IT SEEMS LIKE A LOT OF PEOPLE IN THE AUDIENCE WOULD BE ROOTING FOR YOU TOO. IT’S RELATABLE, A LOT OF PEOPLE HAVE THE SAME THING GOING ON. I THINK IT WILL ATTRACT A LOT OF ATTENTION ACROSS A WIDE SPECTRUM. THAT’S WHY I WAS ASKING WHAT’S NEXT, HAVE YOU PLANNED IT OUT YET.
Ryan: I have another movie that I’m writing, but it’s not a sequel to this one. Not that these people won’t be in that one.
YOU DON’T HAVE TO MAKE A SEQUEL TO USE THE SAME ACTORS. LOOK AT ROBERT RODRIGUEZ, HE PREFERS CERTAIN ACTORS FOR HIS MOVIES.
Ryan: There’s a couple of people in this movie who have been in all my shorts – the bartender guy at the karaoke bar who only says two lines and the waiter. The bartender was in my very first film school project in 1997.
Kristina: Yes, Ryan’s a fan of using the same people again and again.

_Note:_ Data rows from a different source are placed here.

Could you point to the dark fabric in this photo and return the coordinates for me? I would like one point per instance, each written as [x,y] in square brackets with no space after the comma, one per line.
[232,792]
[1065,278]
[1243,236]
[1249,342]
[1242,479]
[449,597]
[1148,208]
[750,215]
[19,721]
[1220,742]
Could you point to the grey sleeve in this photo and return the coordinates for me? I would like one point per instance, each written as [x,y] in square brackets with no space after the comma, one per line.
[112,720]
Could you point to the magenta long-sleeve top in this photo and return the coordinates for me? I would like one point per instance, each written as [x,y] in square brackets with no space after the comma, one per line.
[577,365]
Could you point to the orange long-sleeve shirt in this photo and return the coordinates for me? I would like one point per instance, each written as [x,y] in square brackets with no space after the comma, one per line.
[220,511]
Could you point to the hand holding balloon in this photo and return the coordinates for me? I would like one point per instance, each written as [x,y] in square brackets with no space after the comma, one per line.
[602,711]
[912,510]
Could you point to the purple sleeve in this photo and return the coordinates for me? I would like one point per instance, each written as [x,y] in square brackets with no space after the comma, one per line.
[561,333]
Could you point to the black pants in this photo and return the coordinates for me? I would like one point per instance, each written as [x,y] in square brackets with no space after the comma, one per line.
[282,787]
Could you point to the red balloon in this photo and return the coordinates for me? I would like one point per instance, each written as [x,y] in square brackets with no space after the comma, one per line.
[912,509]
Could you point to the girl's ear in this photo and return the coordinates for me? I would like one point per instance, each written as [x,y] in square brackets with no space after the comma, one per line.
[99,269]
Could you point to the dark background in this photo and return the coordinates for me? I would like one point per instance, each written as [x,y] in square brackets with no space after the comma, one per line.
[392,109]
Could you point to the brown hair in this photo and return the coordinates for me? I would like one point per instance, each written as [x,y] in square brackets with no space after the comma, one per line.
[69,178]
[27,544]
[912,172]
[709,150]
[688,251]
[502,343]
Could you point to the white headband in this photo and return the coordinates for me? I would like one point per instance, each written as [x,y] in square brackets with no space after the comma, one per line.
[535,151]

It’s hard to find people you like, I guess in any industry, and when you do find them you just want to keep them around.
Jillian: I like everything that’s being said right now, I just want to go on record. (laughter) I really like it, I’m taking notes.
WELL I’M RECORDING IT SO I’LL SEND IT YOU IF YOU WANT. IT’S PROOF.